Question

PI3Br₂ is a nonpolar molecule. Based on this information, determine the I−P−I bond angle, the Br−P−Br bond angle, and the I−P−Br bond angle. Enter the number of degrees of the I−P−I, Br−P−Br, and I−P−Br bond angles, separated by commas (e.g., 30,45,90)

A) 90, 120, 180
B) 120, 180, 90
C) 180, 90, 120
D) 90, 180, 120

Answer 1

The bond angles in PI3Br2 with trigonal bipyramidal geometry are I-P-I: 180°, Br-P-Br: 120°, I-P-Br: 90°, making the correct answer D) 90, 180, 120.

Step-by-step explanation:

Considering that PI3Br2 is nonpolar and assuming it has a trigonal bipyramidal geometry, we would expect the phosphorus atom to be surrounded by five regions of electron density.
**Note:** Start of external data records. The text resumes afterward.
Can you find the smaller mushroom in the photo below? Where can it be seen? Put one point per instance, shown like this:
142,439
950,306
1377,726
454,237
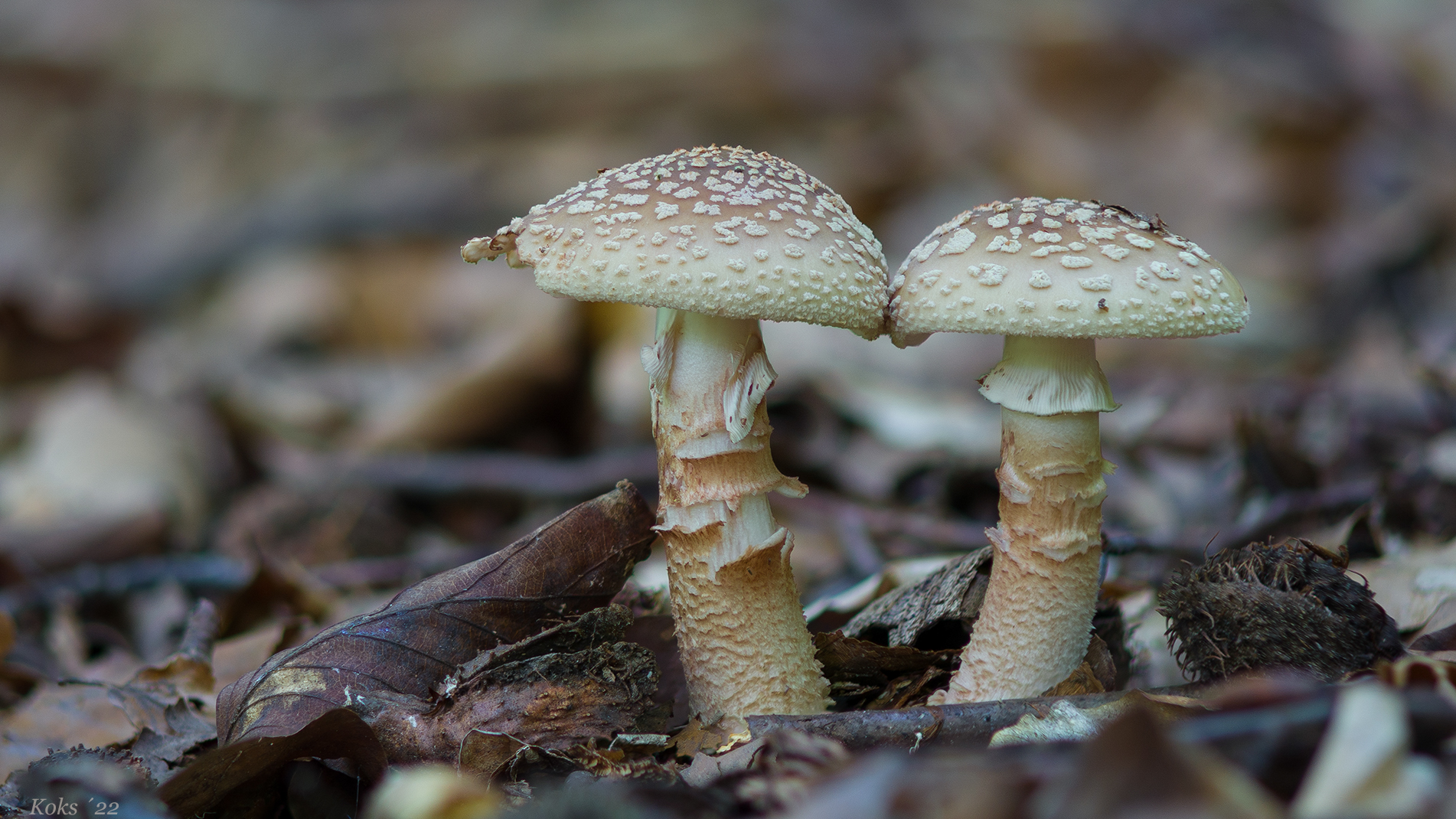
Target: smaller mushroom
715,239
1052,277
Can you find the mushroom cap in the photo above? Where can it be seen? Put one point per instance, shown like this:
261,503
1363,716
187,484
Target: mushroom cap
718,230
1034,266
This geometry arises because there are five bonding pairs of electrons with no lone pairs on the central phosphorus atom (AX5 molecular geometry). Since the molecule is nonpolar, this suggests that the more electronegative iodine atoms are in the axial positions to minimize repulsion, resulting in a linear arrangement for the I-P-I bond angle (180°).

To maintain the molecule's nonpolarity, the two bromine atoms would be situated in two of the equatorial positions, putting them 120° apart from each other. Hence, the Br-P-Br bond angle is 120°. The I-P-Br bond angle would then be 90°, as the axially-positioned iodine atoms are perpendicular to the plane of the bromine atoms.

In conclusion, the bond angles in PI3Br2 are I-P-I: 180°, Br-P-Br: 120°, I-P-Br: 90°. Therefore, the correct answer is D) 90, 180, 120.